Wednesday, November 7, 2007

Tinkling Capacity

At the editors request our bloggers have written short stories about their childhoods. Here is Terribly's

I kept a tan plastic bucket of X-Men action figures under my bed, playing with them until my mid-teens. Puberty saw black curled hairs gathering on the carpet, and then clinging to the small men—curling around bulging arms and legs. Finally they would settle into mussed piles in each of the bucket’s corners. By this time Wolverine had lost an arm, Gambit a leg, and all my friends their toys. The plastic men could no longer be involved with social interaction like when I was six; the bucket would be tucked further under the bed for still easy access, but also guarded anonymity.

At times, when I was sure no one would walk in, I would act out what little and imprecise things known about sex using the action figures. The scenes more resembled fish fighting on land then human copulation.
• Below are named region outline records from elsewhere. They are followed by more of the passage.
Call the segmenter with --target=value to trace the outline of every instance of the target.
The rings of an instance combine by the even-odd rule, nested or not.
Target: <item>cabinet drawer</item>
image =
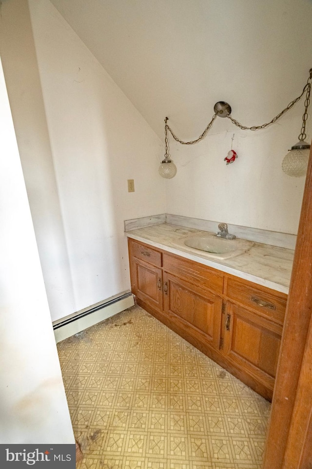
[[[153,249],[146,244],[137,243],[132,239],[129,240],[129,247],[130,253],[135,257],[158,267],[161,267],[162,254],[159,251]]]
[[[252,308],[261,316],[283,324],[287,295],[254,283],[228,278],[227,296]]]
[[[215,293],[223,291],[223,275],[219,271],[211,269],[188,259],[174,254],[163,254],[164,270],[199,287]]]

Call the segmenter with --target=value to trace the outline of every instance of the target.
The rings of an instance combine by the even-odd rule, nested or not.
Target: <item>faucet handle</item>
[[[228,225],[226,223],[219,223],[218,228],[220,231],[228,232]]]

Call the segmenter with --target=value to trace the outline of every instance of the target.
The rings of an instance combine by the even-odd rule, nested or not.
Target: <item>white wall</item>
[[[312,67],[311,0],[52,1],[163,143],[165,116],[182,140],[194,140],[220,100],[244,125],[270,122]],[[178,173],[166,183],[167,211],[295,233],[304,178],[280,164],[297,141],[303,102],[266,130],[219,119],[194,148],[171,138]],[[311,118],[307,129],[311,140]],[[226,167],[233,133],[239,159]]]
[[[16,17],[25,27],[19,3],[10,0],[2,7],[5,22],[12,22],[11,36]],[[52,318],[56,320],[129,289],[123,220],[165,212],[164,182],[157,172],[161,146],[48,0],[29,0],[28,4],[50,145],[40,158],[46,161],[50,151],[53,164],[50,175],[40,174],[41,185],[55,179],[65,246],[64,252],[58,252],[59,240],[46,231],[49,243],[56,248],[43,269]],[[5,73],[14,58],[6,54]],[[18,121],[25,105],[19,97],[27,89],[21,76],[7,77],[8,85],[15,85],[12,93],[9,86],[9,95],[11,105],[13,94],[16,98],[12,110],[22,161],[27,153],[29,170],[36,171],[36,155],[27,148],[29,129]],[[19,139],[20,132],[22,139]],[[42,134],[38,129],[35,139]],[[134,193],[127,192],[127,179],[135,180]],[[29,193],[31,188],[36,195],[30,203],[37,234],[40,221],[36,208],[42,202],[41,188],[31,177],[26,182]],[[47,213],[57,224],[48,207],[51,196],[45,196]],[[37,240],[39,253],[49,251],[46,238]],[[49,274],[56,263],[63,268],[54,283]]]
[[[0,443],[74,443],[0,62]]]
[[[195,146],[185,148],[170,139],[177,172],[167,183],[167,212],[215,221],[216,230],[225,222],[296,234],[305,178],[287,175],[281,163],[298,140],[300,120],[284,118],[253,133],[234,126],[224,130],[224,120],[217,119],[218,133]],[[227,166],[233,134],[238,157]]]

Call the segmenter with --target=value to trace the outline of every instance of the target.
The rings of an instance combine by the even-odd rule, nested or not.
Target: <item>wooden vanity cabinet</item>
[[[162,310],[162,253],[131,240],[128,245],[132,293],[144,303]]]
[[[268,399],[287,296],[129,239],[139,305]]]
[[[223,353],[261,383],[272,398],[287,296],[228,276]]]

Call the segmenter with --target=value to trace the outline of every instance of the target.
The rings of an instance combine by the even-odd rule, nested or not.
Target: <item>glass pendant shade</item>
[[[158,171],[162,177],[171,179],[176,174],[176,166],[171,160],[165,158],[161,162]]]
[[[299,141],[292,147],[282,163],[282,169],[289,176],[300,177],[307,173],[310,146]]]

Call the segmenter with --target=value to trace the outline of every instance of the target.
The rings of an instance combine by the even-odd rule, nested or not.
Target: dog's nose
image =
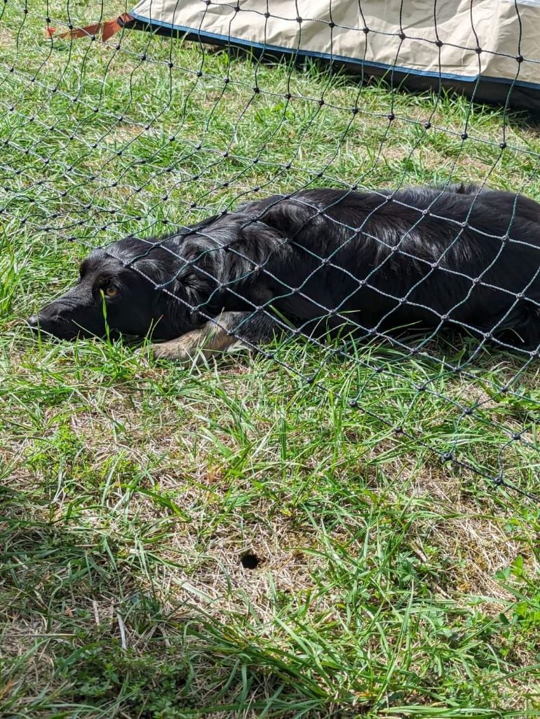
[[[39,315],[30,315],[27,320],[27,324],[31,329],[37,329],[39,326]]]

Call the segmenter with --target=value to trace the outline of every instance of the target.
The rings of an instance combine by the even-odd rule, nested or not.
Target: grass
[[[246,197],[540,199],[535,125],[143,33],[51,45],[66,4],[28,9],[0,11],[0,714],[538,716],[540,507],[493,482],[537,491],[537,365],[298,341],[185,370],[22,321],[88,247]]]

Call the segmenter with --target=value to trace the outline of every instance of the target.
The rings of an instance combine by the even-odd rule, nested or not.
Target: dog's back
[[[326,311],[368,331],[511,329],[528,346],[540,341],[540,206],[532,200],[474,186],[321,189],[242,212],[287,241],[264,270],[266,293],[286,315],[305,321]]]

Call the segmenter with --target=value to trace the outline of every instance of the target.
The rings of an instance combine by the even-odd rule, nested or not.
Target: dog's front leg
[[[256,349],[259,342],[270,339],[273,326],[271,318],[257,313],[223,312],[198,329],[152,344],[152,352],[157,358],[200,364],[216,352]]]

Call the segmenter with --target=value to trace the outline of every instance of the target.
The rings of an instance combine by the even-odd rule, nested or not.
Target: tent
[[[540,0],[141,0],[121,26],[540,111]]]

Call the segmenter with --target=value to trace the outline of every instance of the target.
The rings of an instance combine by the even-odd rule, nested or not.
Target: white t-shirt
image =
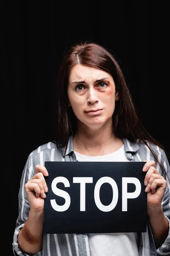
[[[124,145],[117,151],[103,156],[89,157],[74,151],[79,162],[128,162]],[[91,256],[137,256],[137,233],[88,234]]]

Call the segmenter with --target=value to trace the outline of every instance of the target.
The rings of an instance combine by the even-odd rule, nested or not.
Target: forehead
[[[84,81],[88,79],[97,80],[106,77],[112,78],[108,73],[99,69],[84,65],[77,64],[71,69],[69,80],[70,82],[71,82],[73,80]]]

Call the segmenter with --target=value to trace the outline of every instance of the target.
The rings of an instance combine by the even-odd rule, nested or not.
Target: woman
[[[113,57],[94,43],[71,47],[60,68],[57,98],[55,141],[32,152],[23,171],[14,251],[36,256],[170,255],[167,155],[140,123]],[[118,160],[146,161],[147,232],[42,235],[45,161]]]

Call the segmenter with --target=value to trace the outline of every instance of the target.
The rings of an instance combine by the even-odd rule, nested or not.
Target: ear
[[[119,100],[119,92],[117,92],[117,93],[115,93],[115,100],[117,101]]]

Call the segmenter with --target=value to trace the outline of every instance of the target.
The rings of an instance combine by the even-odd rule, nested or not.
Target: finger
[[[47,183],[45,182],[44,175],[42,172],[38,172],[38,173],[37,173],[34,177],[32,177],[32,179],[39,179],[40,180],[42,184],[44,192],[48,192],[48,189]]]
[[[144,160],[143,161],[143,162],[145,162],[145,161],[146,161],[145,160]],[[149,170],[149,168],[151,166],[153,166],[154,167],[155,167],[155,166],[156,166],[155,163],[154,161],[153,161],[152,160],[151,160],[150,161],[147,161],[146,162],[146,163],[144,165],[144,166],[143,168],[143,169],[142,169],[143,172],[146,172],[147,171]]]
[[[155,167],[151,166],[146,174],[144,180],[144,186],[147,186],[148,185],[150,177],[153,173],[159,174],[159,173]]]
[[[155,193],[156,188],[159,186],[160,188],[162,188],[164,191],[167,185],[167,182],[163,177],[160,179],[156,179],[153,181],[151,186],[151,189],[152,193],[154,194]]]
[[[150,176],[148,184],[145,189],[145,192],[149,192],[150,191],[152,184],[154,180],[156,179],[161,179],[162,177],[163,178],[161,175],[159,173],[153,173]]]
[[[28,183],[37,183],[37,184],[39,186],[39,188],[40,190],[41,196],[43,198],[45,198],[44,195],[43,195],[43,193],[44,193],[44,188],[42,185],[42,182],[40,179],[31,179],[28,181]]]
[[[25,189],[26,192],[34,191],[36,197],[39,197],[41,190],[37,183],[27,183],[25,185]]]
[[[48,175],[48,172],[45,167],[44,166],[40,164],[37,165],[35,166],[35,173],[38,173],[39,172],[41,172],[45,176]]]

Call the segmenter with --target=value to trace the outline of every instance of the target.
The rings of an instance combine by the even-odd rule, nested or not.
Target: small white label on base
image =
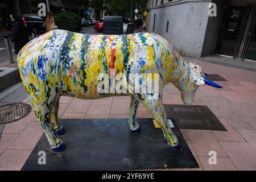
[[[170,127],[174,127],[174,123],[172,123],[172,122],[170,119],[168,119],[167,121],[168,121],[168,123],[169,124]]]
I stopped watching the Saturday morning cartoons of the mutant- powered heroes much earlier. When I did watch—every Saturday morning—it was assumed a mutant power laid within myself. Festering powers, and solving problems, like the prophets of old I learned of on Sunday mornings. It seemed a sure thing, I was after all a child of God (like the song), and I did feel different (red hair and all). I thought about his future powers every day—whether they would resonate from my eyes or nipples, and which world leaders would offer thank yous and medals—and was more than a little disappointed when I discovered my only mutant power was wetting the bed until the age of sixteen.